The discipline of Pediatric Neurology, also called Child Neurology, encompasses disorders of the brain, spinal cord, peripheral nerve and muscle affecting infants, children and adolescents. The variety of patients seen by a child neurologist varies from those with common, relatively straightforward conditions, such as cerebral palsy or migraine, to those with rare or complex conditions, such as metabolic or degenerative disorders. This robust variety of conditions allows child neurologists to structure their scientific or clinical careers according to their clinical or research interests.
What are the career opportunities?
Given their shortage, child neurologists have exciting opportunities in private practice or academics throughout the world. The number of child neurologists in the U.S. is estimated to be at least 20% below the national needs, although many believe that this is a conservative estimate.
The majority of child neurologists have active clinical practices, either as private practitioners or in an academic setting. In general, approximately 40% to 50% of the patients in a typical child neurology practice have epilepsy, 20% have developmental delay or learning or behavioral issues, and 20% have headaches.

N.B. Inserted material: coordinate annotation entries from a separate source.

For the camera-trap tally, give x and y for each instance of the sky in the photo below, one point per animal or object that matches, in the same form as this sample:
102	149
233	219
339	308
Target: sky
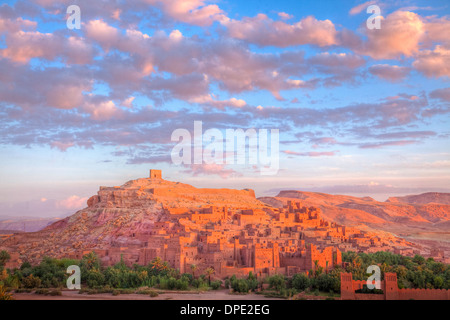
360	111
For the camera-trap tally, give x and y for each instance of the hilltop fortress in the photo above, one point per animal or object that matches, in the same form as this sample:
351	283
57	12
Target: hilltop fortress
228	230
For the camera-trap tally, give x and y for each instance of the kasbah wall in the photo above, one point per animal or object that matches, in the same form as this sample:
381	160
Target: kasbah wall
390	290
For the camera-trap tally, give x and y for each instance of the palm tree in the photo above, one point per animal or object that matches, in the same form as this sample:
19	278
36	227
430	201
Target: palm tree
209	271
193	268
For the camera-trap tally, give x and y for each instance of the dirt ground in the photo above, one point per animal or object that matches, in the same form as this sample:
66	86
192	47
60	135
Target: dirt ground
210	295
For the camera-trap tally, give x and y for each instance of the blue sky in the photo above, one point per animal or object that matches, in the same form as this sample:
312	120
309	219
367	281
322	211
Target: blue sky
359	111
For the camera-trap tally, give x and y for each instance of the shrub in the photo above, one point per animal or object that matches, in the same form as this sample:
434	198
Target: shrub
300	281
31	282
215	285
5	295
153	294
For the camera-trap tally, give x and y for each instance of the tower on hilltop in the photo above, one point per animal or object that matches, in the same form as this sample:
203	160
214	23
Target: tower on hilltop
155	174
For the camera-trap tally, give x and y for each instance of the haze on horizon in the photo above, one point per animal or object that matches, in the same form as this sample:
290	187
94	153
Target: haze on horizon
360	112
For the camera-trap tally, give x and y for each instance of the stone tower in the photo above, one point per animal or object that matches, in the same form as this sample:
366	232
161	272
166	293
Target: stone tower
155	174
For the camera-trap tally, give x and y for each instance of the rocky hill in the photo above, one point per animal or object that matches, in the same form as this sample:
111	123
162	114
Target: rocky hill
420	218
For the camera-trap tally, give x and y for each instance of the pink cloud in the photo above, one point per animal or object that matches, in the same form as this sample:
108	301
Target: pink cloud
442	94
359	8
103	33
311	154
389	72
196	12
400	34
378	145
434	63
264	31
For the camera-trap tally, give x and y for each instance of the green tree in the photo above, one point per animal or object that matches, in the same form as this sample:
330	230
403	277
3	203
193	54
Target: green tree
193	268
4	258
209	271
300	281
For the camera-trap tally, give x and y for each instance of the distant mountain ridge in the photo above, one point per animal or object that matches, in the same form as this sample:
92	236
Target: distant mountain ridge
424	198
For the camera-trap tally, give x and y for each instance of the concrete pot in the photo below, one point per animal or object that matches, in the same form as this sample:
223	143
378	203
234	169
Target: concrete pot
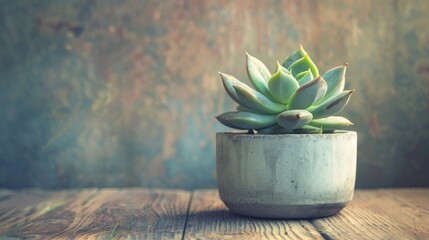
286	175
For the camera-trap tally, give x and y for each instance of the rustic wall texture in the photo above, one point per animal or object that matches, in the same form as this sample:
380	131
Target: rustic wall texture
124	93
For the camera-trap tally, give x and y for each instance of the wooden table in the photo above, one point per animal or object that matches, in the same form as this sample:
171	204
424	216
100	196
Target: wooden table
137	213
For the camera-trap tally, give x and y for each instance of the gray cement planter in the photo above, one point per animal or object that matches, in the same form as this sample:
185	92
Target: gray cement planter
286	175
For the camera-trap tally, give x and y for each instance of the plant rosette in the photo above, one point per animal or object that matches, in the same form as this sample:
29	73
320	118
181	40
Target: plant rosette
293	162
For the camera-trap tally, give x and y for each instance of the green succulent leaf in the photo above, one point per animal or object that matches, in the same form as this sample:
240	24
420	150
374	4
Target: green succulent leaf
301	74
335	78
228	82
283	69
294	57
305	77
308	130
331	123
331	106
258	75
302	65
308	94
248	97
282	86
293	119
246	120
245	109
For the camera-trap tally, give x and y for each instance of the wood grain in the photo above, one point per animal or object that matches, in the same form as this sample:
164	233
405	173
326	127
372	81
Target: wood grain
380	214
176	214
105	214
209	219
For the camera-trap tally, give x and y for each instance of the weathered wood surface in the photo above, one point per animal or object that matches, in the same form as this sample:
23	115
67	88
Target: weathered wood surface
94	214
176	214
381	214
209	219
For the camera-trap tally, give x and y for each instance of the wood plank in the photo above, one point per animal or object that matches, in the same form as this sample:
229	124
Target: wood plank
381	214
106	213
209	219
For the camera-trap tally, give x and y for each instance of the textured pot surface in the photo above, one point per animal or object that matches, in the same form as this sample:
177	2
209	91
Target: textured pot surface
286	175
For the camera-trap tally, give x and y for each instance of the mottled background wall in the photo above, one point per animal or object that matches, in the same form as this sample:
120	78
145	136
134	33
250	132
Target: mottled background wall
124	93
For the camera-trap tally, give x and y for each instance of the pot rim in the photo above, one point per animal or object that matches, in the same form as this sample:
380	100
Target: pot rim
243	133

The remaining patients have unusual conditions, such as metabolic, genetic or syndromic disorders. In many centers, individual clinical practices are highly specialized and address specific conditions, such as pediatric stroke, migraine, intractable epilepsy, or rare metabolic or degenerative conditions. Child neurologists can subspecialize in such areas as neonatal neurology, epilepsy, headache, neurogenetics, neurodevelopmental disabilities, or pediatric neuromuscular diseases. Child neurologists often evaluate and manage children with neurobehavioral disorders, including Tourette syndrome, attention deficit hyperactivity disorder or autism spectrum disorder. Many academic child neurologists enter careers in laboratory-based or clinical/translational research. Thus, divisions of child neurology can be a home for individuals with MD/PhD degrees or other advanced research training. As neurogenetics has moved from the era of identifying single gene disorders to the studies of complex traits, such as autism spectrum disorder and Tourette syndrome, opportunities for both basic and clinical research in child neurology continue to expand. New and emerging therapies require child neurologists who will join teams of investigators as they identify evidence-based approaches for many neurological conditions.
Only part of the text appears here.